The House Committee on Transportation and Infrastructure yesterday voted unanimously to approve a bill that would limit the Mexican truck program run by the Federal Motor Carrier Safety Administration to a maximum of 1,000 trucks and terminate the program after three years. The bipartisan vote was 66-0.
The bill, known as the Safe American Roads Act of 2007, also spells out a number of safety issues that must be satisfied before the program can begin and sets up an independent review panel to oversee the program, along with the DOT and the Transportation Inspector General, to report to Congress.
“This bill will require that Mexican drivers and trucks meet the strict safety standards for a pilot program, and will allow the oversight panel to modify or terminate the program at any time that they determine the safety of the public has been put in jeopardy,” stated Highways and Transit Subcommittee Chairman Peter DeFazio (D-OR) “Launching this pilot program without safeguards to ensure compliance with U.S. safety laws would have been a recipe for disaster on our roads.”
The Dept. of Transportation said in a statement emailed to FleetOwner:
“The Department spent more than five years working to meet conditions Congress placed on cross-border trucking in 2001 and has met every condition placed on the program.
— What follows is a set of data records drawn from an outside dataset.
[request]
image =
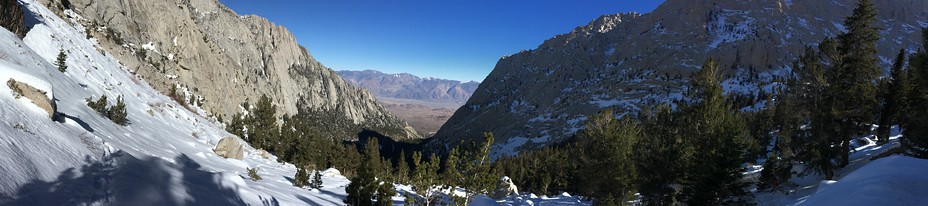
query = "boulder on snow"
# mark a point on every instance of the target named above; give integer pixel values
(230, 147)
(263, 154)
(38, 97)
(11, 17)
(504, 188)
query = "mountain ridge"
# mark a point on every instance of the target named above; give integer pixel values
(408, 86)
(220, 60)
(630, 60)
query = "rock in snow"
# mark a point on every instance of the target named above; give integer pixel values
(230, 147)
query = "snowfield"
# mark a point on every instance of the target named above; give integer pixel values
(894, 180)
(164, 156)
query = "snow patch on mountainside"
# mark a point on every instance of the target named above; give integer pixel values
(894, 180)
(163, 157)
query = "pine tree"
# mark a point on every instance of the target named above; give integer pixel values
(469, 168)
(852, 82)
(424, 177)
(401, 168)
(316, 182)
(811, 101)
(608, 170)
(236, 125)
(659, 156)
(366, 186)
(117, 113)
(717, 132)
(300, 179)
(893, 98)
(60, 62)
(915, 121)
(99, 106)
(262, 132)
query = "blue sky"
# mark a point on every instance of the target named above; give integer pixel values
(459, 40)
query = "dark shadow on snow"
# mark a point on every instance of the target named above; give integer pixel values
(121, 179)
(61, 117)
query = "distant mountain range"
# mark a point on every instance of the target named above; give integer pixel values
(426, 103)
(408, 86)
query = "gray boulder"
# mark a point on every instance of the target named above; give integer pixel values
(230, 147)
(11, 17)
(38, 97)
(505, 188)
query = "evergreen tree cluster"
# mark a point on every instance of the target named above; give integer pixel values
(371, 186)
(60, 61)
(692, 155)
(834, 95)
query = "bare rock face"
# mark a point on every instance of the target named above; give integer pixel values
(11, 17)
(222, 60)
(230, 147)
(505, 188)
(38, 97)
(626, 61)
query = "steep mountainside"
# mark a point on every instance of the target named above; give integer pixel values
(625, 61)
(163, 156)
(221, 60)
(408, 86)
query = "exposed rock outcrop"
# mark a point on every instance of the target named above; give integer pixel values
(230, 147)
(38, 97)
(221, 60)
(625, 61)
(11, 17)
(505, 188)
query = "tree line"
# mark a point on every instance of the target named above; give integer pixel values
(692, 151)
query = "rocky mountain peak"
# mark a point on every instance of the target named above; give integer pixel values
(219, 60)
(627, 61)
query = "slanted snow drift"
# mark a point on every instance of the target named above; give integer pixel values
(164, 157)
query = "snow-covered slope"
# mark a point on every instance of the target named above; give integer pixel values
(626, 62)
(163, 157)
(894, 180)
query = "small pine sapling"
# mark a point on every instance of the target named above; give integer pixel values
(60, 62)
(253, 174)
(301, 179)
(316, 183)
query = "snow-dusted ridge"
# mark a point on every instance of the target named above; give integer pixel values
(163, 157)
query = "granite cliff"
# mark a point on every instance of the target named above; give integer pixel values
(220, 60)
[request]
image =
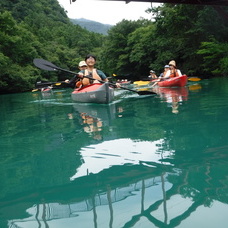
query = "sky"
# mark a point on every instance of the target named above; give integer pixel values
(106, 12)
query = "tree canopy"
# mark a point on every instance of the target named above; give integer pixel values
(194, 36)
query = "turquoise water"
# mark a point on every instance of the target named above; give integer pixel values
(142, 161)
The current plan ensures the safety of our highways while creating new economic opportunities for American businesses and lower costs for American consumers. It is time to stop delaying a program that will be good for the American economy and implement the law that Congress passed 14 years ago.”
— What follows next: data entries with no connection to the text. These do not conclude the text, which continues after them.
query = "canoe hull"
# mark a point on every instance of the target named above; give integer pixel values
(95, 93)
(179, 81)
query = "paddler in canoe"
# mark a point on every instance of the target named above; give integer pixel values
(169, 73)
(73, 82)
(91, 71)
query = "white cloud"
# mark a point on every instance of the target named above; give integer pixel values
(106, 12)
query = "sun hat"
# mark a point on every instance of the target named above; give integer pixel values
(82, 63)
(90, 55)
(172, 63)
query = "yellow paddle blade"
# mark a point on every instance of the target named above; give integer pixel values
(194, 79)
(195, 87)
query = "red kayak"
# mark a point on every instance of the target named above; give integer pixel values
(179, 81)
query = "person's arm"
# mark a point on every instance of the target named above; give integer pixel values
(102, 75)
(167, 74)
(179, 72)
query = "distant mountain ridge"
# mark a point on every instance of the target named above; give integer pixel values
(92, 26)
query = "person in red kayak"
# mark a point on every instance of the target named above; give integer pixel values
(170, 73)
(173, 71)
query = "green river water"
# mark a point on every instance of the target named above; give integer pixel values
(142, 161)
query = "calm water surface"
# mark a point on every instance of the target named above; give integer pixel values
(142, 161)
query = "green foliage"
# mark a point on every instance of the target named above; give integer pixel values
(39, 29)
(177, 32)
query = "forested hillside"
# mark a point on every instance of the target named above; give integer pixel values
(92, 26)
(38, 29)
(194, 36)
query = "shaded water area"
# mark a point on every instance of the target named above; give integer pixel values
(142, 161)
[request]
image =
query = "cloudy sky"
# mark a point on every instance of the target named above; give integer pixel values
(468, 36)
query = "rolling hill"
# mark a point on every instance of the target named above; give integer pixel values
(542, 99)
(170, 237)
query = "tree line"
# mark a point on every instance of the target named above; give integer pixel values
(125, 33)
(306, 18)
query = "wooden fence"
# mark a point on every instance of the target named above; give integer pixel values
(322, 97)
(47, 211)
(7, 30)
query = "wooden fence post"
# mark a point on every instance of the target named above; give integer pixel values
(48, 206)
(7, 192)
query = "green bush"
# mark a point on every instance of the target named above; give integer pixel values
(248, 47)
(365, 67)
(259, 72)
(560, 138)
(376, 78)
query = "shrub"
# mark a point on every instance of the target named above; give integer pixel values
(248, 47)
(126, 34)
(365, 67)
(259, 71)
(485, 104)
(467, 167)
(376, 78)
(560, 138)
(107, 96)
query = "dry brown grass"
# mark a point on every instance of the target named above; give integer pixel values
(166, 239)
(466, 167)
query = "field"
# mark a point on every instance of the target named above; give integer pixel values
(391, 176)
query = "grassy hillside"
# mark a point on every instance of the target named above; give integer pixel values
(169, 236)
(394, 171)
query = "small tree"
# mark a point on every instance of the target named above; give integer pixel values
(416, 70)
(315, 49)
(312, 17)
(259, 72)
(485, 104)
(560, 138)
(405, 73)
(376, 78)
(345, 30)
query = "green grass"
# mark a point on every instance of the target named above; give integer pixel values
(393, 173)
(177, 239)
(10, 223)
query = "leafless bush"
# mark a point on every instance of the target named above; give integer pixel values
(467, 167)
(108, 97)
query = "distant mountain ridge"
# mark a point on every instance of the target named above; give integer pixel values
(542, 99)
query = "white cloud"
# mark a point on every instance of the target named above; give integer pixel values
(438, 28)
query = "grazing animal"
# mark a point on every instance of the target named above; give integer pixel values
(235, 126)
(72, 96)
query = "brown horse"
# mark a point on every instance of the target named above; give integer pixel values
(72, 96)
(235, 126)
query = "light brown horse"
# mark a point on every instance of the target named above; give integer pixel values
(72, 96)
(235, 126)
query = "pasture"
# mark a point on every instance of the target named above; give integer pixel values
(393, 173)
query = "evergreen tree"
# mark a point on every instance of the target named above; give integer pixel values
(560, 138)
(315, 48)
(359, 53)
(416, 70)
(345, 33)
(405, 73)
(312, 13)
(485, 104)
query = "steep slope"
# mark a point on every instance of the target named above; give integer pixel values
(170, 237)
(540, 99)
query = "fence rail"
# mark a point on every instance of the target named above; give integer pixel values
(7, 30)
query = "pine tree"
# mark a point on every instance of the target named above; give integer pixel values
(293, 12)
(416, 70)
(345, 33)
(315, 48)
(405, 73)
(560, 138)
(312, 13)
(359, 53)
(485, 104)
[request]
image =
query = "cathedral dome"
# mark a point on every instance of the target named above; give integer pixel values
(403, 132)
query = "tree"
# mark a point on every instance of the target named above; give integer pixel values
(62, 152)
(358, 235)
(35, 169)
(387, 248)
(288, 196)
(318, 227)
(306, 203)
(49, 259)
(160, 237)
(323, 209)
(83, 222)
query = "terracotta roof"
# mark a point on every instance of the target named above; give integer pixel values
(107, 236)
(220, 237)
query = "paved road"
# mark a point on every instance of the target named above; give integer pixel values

The broad support for the legislation that would effectively slow down the DOT program, which originally was slated to fulfill a NAFTA provision in 1994, underscores that the Department is facing a long road ahead to satisfy lawmakers.
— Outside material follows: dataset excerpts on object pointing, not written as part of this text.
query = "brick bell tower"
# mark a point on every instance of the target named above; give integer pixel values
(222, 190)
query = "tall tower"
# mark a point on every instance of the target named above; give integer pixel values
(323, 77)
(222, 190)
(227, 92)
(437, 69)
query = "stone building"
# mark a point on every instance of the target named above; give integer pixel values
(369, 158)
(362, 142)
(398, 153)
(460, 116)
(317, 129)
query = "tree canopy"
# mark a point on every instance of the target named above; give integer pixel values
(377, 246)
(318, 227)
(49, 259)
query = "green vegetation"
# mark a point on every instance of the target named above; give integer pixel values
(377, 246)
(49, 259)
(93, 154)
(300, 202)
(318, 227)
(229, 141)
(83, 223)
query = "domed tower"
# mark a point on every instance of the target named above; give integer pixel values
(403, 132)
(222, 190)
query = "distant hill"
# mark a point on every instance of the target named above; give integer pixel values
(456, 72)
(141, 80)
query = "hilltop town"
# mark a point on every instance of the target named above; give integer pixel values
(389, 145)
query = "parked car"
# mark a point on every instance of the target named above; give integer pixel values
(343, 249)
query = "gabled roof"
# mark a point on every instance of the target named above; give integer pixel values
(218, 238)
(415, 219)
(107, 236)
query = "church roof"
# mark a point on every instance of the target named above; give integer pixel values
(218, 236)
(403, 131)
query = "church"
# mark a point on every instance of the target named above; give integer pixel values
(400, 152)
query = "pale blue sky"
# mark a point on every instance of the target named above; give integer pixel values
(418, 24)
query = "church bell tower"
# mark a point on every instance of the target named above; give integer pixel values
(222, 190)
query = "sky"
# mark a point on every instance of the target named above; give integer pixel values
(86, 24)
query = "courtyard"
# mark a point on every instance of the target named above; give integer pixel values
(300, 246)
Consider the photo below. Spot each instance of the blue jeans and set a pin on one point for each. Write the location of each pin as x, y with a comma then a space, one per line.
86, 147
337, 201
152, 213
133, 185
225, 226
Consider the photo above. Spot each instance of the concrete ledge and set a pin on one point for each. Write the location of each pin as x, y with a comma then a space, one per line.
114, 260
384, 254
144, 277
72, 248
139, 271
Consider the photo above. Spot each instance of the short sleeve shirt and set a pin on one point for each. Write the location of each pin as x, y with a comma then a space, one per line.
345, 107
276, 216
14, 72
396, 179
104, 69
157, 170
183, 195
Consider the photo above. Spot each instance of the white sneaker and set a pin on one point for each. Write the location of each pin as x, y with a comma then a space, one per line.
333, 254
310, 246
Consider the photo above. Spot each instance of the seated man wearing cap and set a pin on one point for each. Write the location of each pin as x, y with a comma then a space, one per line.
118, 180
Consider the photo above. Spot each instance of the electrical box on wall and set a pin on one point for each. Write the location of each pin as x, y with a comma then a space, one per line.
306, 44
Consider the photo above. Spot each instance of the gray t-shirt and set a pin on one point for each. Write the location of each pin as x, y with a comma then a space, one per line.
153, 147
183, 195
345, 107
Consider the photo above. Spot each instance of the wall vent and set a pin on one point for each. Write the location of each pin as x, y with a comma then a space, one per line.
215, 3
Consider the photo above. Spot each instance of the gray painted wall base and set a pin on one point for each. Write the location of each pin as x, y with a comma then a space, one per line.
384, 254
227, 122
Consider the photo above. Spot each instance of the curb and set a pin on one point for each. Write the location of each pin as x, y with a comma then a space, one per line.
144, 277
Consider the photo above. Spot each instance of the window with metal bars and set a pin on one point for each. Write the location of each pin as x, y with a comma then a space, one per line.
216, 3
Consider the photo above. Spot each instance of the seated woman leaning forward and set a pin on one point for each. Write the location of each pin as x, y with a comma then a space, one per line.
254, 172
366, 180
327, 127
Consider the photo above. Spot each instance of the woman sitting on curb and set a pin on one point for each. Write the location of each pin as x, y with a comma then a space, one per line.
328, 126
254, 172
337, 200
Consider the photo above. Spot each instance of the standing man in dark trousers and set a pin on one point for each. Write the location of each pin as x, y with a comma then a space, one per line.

On Monday DOT announced it has improved the Mexican truck program by ensuring that American companies will have the opportunity to operate in Mexico no later than Mexican companies operate north of the border—a measure intended to assuage lawmaker concerns that the program is unfair to U.S. businesses. Although there were immediate signs that the DOT made progress in satisfying Senate concerns about the program’s effect on business, it is now apparent that the House has significant concerns about its effect on highway safety.